Это же только догадка!

Но зато какая!

Спрошу на досуге. У Людочки. Она-то, поди, не соврет побежденной сопернице. Главное, чтоб не приукрасила.

Я забываю о двух наглецах с балкона. Я даже не смотрю на них, мне не интересно, как они выглядят. Оба пойдут в самом нецензурном направлении, если вздумают ко мне подойти.

Вот им будет облом-то, в их споре.

Никому не дам выиграть. Пошлю всех. И пусть мальчики обломятся и за себя, и за Дэна.

Именно такие мысли меня и занимают, когда я, с ненавистью вытаптывая ступеньки своего нового пристанища, так отчетливо представляя вместо бетона под своими ногами лицо сучки-Людочки, что аж шумит в ушах, поднимаюсь в Алинкину квартиру. Вперед, конечно, не смотрю. Зачем? Я этот подъезд еще со школы дотошно знаю, даже сколько ступенек в каждом лестничном пролете…

Ох-х…

Впилиться с размаху в твердую мужскую грудь своей… своим… недоразумением едва-едва второго размера – оказывается не столько больно, сколько внезапно.

Нашла коса на камень, и все такое. Он сбегал вниз и тоже не подумал притормозить.

Я отшатываюсь от неожиданности, чуть не оступаюсь на ступеньке, и…

Крепкие, сильные руки в лучших традициях жанра ловят меня за талию.

– Фея, моя фея, не стоит так буквально падать к моим ногам, мне будет достаточно, если ты аккуратненько встанешь на коленочки, – нахально заявляет итальянец, второй раз за эти сутки прижимая меня к себе.

Ох-х…

Ох-х, как много я хочу ему сказать – этому озабоченному, что так скабрезно отзывался о моих тылах! О моих! Скромных! Тылах! О которых вообще не полагается говорить таких пошлостей!

Ух, я ему сейчас как скажу! Все скажу! И куда ему запихнуть эти свои бицепсы… Красивые, кстати. Рельефные абсолютно естественно, как…

Как у танцора, который просто живет в спортивном ритме, и подбрасывает свою партнершу в воздух над собой, и крутит её в своих руках всеми возможными способами по четыре часа из восьми ежедневных тренировочных.

Коим собственно Эрик Лусито и является…

Горбатого могила исправит – а у меня тут же перед глазами пронеслись все те поддержки и танцевальные связки, что мог проделать этот парень с девушкой.
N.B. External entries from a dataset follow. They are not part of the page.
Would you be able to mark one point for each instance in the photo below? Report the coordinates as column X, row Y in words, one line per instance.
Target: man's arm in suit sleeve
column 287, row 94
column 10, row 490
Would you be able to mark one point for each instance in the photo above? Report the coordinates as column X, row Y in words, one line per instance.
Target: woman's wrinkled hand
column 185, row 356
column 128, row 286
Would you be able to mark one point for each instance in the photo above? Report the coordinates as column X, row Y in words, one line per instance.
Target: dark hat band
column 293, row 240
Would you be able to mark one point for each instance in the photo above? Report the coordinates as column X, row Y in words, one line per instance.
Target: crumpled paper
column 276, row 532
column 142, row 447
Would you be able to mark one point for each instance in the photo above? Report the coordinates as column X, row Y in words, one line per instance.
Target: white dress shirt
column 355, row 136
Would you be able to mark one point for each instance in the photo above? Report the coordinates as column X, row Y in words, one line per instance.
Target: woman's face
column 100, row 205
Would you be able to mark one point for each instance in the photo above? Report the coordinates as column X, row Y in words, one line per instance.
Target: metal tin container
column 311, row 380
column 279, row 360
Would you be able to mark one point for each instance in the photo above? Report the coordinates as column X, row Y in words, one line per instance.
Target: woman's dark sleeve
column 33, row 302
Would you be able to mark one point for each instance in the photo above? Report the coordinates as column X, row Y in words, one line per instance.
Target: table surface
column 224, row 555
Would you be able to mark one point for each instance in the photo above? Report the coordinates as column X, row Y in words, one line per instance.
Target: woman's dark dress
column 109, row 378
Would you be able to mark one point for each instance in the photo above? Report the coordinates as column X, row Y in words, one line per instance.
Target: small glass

И это неожиданно прокатывается по крови горячим шумом…

Дэнчик тоже держал себя в форме – больше половины подписчиц его канала приходили посмотреть на мужика на кухне, который еще и готовит в майке с отличным видом на рельефные плечи…

Да что там, я тоже любила на него пускать слюну. Он с девятого класса был самый горячий парень в школе, которого хотели даже до того, как это одобрялось законом.

Только… Дэн был не танцор. Это было другое.

– Сеньорита?

– А?

Я понимаю, что самым безнадежным образом зависла, таращась в одну точку.

Так, долой из головы Назарова!

И чертова итальянца тоже… К черту! Сейчас только в глаза его посмотрю, и как пошлю…

Ага, сейчас. Ступор продолжается, и моя оторопь продолжается.

Он так близко! Он же не может меня не узнать!

– Ты ведь узнала меня в лифте, так, фея? – тем временем итальянец вдруг решает припомнить детали нашей первой встречи и рокового щипка и начать атаку. – Возможно, мы знакомы?

На него я смотрю долгим и испытующим взором.

Нет, ну, конечно, чего я ожидала? Что он будет помнить всякую пьяненькую танцовщицу, с которой когда-то зажигал? Шесть лет – слишком долгий срок, чтобы держать случайные интрижки в памяти. Тем более, секса не было, помнить нечего. Надо принять как факт – забыли. Бывает.